This post comes as a result of a comment made to me through my website from Cameron Von St. James. Cameron wrote asking if I would consider allowing him to tell his story and to share what he learned as a caregiver for his wife, Heather, who suffered with malignant pleural mesothelioma. I said, “Sure, but let’s do more than just tell your story. Let’s give readers insight through the lessons you learned.”
* * *
To learn more about mesothelioma, please go to mesothelioma.net.
* * *
Many of us 50+ become caregivers, sometimes overnight. In my own case if was for my in-laws as my wife and I had to take responsibility for seeing that her parents were cared for as they aged and became more and more infirmed. Our struggles and what we learned caring for mother-in-law became my book, Baby Boomer’s Guide to Caring for Aging Parents. That book was updated re-published as an electronic book just last year and I’m offering it free to anyone who buys my current book, Roadmap for the Rest of Your Life.

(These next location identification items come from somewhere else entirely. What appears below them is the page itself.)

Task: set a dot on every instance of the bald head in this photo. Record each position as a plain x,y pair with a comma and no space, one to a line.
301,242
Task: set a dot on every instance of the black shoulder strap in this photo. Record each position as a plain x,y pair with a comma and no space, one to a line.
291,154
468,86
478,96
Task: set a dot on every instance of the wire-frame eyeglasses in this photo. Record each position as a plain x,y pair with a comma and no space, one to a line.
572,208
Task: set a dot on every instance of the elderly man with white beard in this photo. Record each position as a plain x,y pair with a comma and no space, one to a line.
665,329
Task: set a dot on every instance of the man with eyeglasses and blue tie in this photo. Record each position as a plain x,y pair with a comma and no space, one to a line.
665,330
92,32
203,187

So when Cameron asked about telling his caregiver story, and shared with me what he went through, I harkened back to my experiences and was thrilled to say to him, let’s go for it. Cameron was not caregiving for an aging parent or aging partner. Heather was young and, up until her diagnosis, a healthy young woman. But I quickly saw that he had learned the same lessons I had.
So why did he have to learn them on his own? Why do we always have to reinvent the wheel?
Well, the answer is, we don’t. So herewith are the lessons Cameron and I learned in our different but similar experiences as caregivers. And please be sure to read the accompanying Life Story.
Lesson 1: Learn to accept help from others. Just as the patient has bad days, as a caregiver you will have days when discouragement takes over.
Lesson 2: Learn to ask for help. Asking for help is a sign of strength, not weakness.
Lesson 3: Learn to deal with uncertainty while maintaining hope. Hope is the greatest weapon the caregiver has to meet the challenge of each new day.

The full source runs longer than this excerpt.